Et un centre de détention océanique…

L'histoire récente de l'île est davantage liée à celle des migrations humaines depuis le Moyen-Orient et l’Asie, et à leur sévère répression par le gouvernement australien. Christmas Island est devenue au fil du temps l'un des principaux points de passage pour les réfugiés cherchant à gagner l'Australie, notamment en provenance d'Irak, d'Afghanistan ou du Sri Lanka, et transitant par l'Indonésie, distante de seulement quelques petites centaines de milles marins. L'île abrite depuis 2001 le plus grand centre de rétention australien, destiné à l’incarcération des migrants débarqués clandestinement, ou interceptés en mer. Il hébergeait un millier de détenus lors de notre passage, en attente d’un hypothétique visa et plus vraisemblablement d’un rapatriement dans leur pays d’origine. C’est un centre extrêmement moderne, avec caméras de vidéosurveillance, micros de détection, portes électriques, grillages électrifiés, détecteurs de mouvements, surveillance par micro-ondes, bornes d'identification des détenus, quartier pour enfants, etc. Lors de notre passage du détroit de Torrès, et notre cheminement le long des Northern Territories australiens, quelques mois plus tôt, nous avions vite compris que les Australiens ne plaisantaient pas avec l’immigration clandestine et la protection de leurs frontières ! Survol journalier de notre voilier, identification systématique des membres d’équipage, interrogatoire VHF inlassablement réitéré chaque jour… D’énormes moyens maritimes et aériens y sont consacrés, et la stratégie anti-immigration de l’Australie va jusqu’à fournir gracieusement aux îles périphériques du Pacifique des vedettes d’interception que celles-ci n’ont pas les moyens de s’offrir…

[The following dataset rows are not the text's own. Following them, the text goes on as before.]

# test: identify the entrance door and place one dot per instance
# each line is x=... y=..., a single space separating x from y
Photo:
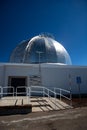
x=18 y=82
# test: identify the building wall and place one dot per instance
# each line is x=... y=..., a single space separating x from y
x=51 y=75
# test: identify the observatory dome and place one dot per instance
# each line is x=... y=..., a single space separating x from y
x=40 y=49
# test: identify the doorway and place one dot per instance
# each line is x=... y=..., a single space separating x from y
x=18 y=82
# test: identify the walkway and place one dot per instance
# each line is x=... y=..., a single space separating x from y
x=38 y=103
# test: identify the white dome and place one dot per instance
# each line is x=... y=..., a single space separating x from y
x=42 y=49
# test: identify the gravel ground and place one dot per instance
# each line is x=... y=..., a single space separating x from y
x=70 y=119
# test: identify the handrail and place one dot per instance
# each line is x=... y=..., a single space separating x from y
x=62 y=95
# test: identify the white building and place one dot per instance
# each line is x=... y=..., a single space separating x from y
x=45 y=62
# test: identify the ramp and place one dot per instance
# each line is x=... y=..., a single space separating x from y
x=37 y=103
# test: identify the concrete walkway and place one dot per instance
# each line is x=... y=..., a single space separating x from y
x=38 y=103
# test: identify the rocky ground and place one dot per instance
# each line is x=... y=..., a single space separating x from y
x=70 y=119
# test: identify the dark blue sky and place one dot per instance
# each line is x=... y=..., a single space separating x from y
x=66 y=20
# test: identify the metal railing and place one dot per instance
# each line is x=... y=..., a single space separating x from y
x=4 y=91
x=35 y=90
x=64 y=93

Le camp de rétention de Christmas Island est parfois comparé à celui de Guantanamo, à Cuba. Nous nous sommes laissé dire sur place que les Américains avaient envisagé de louer les installations carcérales de Christmas Island pendant les opérations militaires menées en Irak et en Afghanistan. Les côtes de l'île Christmas, idéalement placée pour la migration clandestine, ont connu hélas des naufrages tragiques qui ont fait plusieurs dizaines de morts ces deux dernières décennies. Le 15 décembre 2010, le naufrage dans du mauvais temps d’une embarcation de migrants sur la côte nord de l'île Christmas fit 27 morts et 36 blessés. Les images vidéo tournées par certains habitants de l’île avaient alors fait le tour du monde. Les conditions dans lesquelles est intervenu ce naufrage ont ébranlé le gouvernement australien, accusé d’être volontairement peu intervenu pour limiter les conséquences humaines du drame. Depuis cet évènement croise en permanence au large de Christmas Island un patrouilleur ultramoderne de la marine australienne. Au cours de notre séjour au mouillage peu abrité de Flying Fish Cove, nous n’avons jamais cessé de voir sa silhouette toute militaire évoluer à proximité de l’île. La mission première de ce chien de garde suréquipé est d’appréhender les migrants arrivant par la mer, généralement à bord d’embarcations de fortune. Il est également officiellement présent pour éviter que ne se reproduise une telle tragédie et pour apaiser une opinion publique australienne traumatisée par les images filmées par les insulaires, et diffusées par les médias… Lors de notre séjour à Christmas, l’arrivée d’une embarcation clandestine préalablement repérée par avion était annoncée, et la tension des forces de l’ordre était palpable sur l’île.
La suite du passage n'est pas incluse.